A broad definition of ‘permission’ is consent, authorization, an ‘ok’ – basically, approval from others. Permission can be appropriate and useful in many circumstances; however, a pattern of repeated sacrifices to one’s health and well-being can be harmful, including when practiced as self-loathing. Habits of trying to ‘keep up with the Joneses’, feed someone else’s ego, or serve someone else’s values damage one’s mental, emotional, spiritual, and physical well-being.
Steps to practice in giving yourself permission:
- Take time to really evaluate your core values.
- Pay attention to (and maybe change) the language you use with yourself.
- Learn more about setting healthy boundaries: Talk to a qualified coach or counselor.

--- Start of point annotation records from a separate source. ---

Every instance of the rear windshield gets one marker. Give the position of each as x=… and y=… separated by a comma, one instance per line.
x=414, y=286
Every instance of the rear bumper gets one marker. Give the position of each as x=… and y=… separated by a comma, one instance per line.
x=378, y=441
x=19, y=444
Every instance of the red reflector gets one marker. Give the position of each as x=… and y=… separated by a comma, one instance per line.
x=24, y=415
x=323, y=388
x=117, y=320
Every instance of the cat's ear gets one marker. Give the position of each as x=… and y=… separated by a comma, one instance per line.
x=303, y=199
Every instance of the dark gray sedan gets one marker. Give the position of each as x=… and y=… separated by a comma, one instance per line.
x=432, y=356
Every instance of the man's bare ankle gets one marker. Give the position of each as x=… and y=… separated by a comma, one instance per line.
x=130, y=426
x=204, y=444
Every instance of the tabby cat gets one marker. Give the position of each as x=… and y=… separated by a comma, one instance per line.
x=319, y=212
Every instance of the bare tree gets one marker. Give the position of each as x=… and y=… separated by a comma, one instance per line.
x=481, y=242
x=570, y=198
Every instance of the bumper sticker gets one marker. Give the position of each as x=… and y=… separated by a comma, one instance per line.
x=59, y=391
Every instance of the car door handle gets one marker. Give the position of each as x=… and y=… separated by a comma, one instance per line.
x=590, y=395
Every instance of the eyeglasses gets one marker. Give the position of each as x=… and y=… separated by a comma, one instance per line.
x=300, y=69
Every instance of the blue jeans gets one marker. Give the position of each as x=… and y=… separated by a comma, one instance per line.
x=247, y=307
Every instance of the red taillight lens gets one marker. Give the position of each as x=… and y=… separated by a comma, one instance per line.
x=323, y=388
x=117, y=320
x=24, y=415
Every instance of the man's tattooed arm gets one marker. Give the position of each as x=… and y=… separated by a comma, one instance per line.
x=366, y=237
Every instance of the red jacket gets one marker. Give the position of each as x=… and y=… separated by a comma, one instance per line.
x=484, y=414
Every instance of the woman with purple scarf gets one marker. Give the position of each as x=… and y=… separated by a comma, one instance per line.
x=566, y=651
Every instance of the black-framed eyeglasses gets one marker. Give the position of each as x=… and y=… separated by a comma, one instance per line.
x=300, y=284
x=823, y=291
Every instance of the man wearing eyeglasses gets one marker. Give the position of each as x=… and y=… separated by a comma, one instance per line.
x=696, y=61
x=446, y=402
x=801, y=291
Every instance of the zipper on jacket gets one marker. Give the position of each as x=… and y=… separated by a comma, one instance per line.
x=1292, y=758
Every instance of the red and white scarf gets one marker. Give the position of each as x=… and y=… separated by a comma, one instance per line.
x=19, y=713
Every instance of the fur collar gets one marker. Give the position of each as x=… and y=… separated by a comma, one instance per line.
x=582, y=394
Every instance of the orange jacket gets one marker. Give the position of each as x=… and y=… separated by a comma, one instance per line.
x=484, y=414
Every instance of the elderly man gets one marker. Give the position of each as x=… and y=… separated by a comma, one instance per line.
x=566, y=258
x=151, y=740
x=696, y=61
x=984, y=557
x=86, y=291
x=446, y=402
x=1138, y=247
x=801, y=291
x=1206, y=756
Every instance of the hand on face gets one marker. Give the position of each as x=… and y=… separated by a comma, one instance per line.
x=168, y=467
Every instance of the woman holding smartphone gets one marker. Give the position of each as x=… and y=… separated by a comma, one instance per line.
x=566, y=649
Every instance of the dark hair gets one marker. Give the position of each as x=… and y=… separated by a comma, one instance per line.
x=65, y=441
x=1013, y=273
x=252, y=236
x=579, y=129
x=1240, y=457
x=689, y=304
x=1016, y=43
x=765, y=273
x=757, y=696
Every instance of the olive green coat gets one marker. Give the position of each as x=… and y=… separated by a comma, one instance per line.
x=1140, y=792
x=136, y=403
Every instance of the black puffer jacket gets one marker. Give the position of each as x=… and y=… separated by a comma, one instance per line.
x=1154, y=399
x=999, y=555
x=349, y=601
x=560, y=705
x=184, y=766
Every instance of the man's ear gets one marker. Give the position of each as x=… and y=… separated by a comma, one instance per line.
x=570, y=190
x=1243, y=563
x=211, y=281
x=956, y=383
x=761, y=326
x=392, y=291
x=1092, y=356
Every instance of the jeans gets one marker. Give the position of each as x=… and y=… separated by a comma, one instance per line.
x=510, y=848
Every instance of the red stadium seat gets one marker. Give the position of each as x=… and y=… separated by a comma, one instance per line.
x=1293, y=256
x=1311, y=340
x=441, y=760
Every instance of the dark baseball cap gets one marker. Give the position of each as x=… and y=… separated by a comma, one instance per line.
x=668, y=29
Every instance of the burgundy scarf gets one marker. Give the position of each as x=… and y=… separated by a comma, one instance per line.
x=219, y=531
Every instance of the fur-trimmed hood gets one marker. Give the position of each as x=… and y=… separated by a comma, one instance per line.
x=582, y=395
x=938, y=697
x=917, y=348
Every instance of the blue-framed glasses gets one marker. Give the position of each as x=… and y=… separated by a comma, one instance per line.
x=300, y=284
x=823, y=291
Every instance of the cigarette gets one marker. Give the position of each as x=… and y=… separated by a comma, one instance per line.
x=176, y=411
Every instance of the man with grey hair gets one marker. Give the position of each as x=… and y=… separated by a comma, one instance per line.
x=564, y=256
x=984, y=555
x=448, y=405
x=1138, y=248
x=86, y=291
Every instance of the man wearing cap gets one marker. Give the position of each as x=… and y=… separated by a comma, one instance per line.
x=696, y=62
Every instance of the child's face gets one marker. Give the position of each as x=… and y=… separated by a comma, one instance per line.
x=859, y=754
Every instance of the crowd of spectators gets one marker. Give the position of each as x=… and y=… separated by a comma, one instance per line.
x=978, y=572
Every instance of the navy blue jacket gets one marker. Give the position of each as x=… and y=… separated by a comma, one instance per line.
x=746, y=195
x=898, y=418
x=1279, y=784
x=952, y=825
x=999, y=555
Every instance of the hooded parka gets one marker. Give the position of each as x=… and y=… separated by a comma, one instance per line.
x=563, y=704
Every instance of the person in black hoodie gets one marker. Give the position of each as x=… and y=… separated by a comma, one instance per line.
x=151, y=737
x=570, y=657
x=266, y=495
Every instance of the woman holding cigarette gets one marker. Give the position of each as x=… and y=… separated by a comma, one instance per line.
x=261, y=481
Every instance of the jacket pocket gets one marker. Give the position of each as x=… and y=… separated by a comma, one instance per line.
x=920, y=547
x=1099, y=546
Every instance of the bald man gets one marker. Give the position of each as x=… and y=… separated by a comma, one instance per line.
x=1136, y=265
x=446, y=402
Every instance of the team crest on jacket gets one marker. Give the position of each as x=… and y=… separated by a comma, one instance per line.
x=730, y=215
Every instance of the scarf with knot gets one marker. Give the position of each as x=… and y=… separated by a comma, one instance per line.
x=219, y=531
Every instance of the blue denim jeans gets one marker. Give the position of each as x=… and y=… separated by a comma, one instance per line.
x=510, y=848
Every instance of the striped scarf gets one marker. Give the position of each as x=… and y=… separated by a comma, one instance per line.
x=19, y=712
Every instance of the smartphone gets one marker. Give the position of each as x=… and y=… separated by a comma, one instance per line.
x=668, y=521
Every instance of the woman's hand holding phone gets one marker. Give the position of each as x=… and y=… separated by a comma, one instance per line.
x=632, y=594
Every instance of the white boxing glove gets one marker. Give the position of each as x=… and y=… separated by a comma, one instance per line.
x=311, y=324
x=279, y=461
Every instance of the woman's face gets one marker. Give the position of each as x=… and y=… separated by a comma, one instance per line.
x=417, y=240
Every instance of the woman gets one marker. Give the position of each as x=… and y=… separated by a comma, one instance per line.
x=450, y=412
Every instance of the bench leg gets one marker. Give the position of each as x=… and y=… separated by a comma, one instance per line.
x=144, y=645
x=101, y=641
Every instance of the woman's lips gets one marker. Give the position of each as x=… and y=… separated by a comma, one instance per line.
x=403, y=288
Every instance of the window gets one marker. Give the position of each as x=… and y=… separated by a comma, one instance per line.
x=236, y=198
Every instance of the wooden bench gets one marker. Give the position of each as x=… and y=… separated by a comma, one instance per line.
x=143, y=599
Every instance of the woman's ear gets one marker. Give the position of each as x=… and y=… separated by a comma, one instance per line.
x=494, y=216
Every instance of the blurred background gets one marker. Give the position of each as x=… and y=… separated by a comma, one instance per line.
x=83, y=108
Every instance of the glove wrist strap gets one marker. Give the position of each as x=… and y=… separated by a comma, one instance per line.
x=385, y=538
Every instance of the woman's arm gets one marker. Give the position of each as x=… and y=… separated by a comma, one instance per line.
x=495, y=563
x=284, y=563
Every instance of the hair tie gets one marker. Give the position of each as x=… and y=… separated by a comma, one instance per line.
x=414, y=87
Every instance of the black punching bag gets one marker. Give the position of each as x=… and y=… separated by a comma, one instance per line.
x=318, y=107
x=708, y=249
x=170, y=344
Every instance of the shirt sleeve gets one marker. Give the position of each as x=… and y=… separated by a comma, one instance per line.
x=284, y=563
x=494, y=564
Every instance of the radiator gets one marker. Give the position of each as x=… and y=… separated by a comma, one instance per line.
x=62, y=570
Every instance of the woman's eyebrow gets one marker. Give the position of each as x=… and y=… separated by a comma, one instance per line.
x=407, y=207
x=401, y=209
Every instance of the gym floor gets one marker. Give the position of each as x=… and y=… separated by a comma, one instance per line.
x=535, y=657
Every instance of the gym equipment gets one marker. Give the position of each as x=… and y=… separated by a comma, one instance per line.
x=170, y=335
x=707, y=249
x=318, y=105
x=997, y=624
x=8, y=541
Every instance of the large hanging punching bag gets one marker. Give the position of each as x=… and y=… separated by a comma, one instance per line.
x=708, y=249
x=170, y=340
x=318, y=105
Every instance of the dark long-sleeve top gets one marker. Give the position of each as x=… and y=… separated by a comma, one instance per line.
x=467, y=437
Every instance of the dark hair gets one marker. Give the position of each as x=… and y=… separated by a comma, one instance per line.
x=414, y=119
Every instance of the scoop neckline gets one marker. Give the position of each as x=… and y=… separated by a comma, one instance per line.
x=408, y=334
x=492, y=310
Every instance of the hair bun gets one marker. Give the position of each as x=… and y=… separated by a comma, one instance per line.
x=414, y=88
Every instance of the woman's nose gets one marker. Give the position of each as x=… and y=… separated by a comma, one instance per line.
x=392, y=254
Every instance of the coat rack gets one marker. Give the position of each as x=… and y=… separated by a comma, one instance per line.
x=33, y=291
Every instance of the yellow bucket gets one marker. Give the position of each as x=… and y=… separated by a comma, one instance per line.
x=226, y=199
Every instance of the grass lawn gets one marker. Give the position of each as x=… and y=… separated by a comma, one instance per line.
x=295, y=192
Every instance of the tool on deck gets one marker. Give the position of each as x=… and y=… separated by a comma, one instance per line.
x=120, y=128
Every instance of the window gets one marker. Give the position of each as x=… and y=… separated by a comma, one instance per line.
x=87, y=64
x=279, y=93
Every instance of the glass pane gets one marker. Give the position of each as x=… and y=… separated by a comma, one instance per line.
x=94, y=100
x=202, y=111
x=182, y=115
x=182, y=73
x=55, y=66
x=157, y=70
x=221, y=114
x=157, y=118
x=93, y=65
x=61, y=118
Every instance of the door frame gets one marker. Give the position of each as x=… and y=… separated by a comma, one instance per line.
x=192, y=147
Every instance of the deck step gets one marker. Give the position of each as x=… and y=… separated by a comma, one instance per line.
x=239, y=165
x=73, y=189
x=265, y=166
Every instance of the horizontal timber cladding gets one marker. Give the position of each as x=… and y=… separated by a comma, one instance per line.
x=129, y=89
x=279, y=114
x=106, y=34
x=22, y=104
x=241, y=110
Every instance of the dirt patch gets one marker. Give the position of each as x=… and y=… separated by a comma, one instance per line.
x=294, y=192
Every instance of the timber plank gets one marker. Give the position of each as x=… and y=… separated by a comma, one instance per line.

- Remember to consider the context in which you and others behave – we all have a story.
- Are you a human? Human’s make mistakes. Humans change their minds.
- Consider the Higher Principles of Gratitude, Acceptance, Compassion, Meaning, and Forgiveness.
The tough stuff can also be the most meaningful, the most healing. These practices include setting and keeping boundaries; showing compassion for self and others; and adapting to circumstances while maintaining integrity. I “dare” you to give yourself permission: to take an extra moment of quiet time, to step away from your work station for lunch, to read a book simply for fun. Best wishes!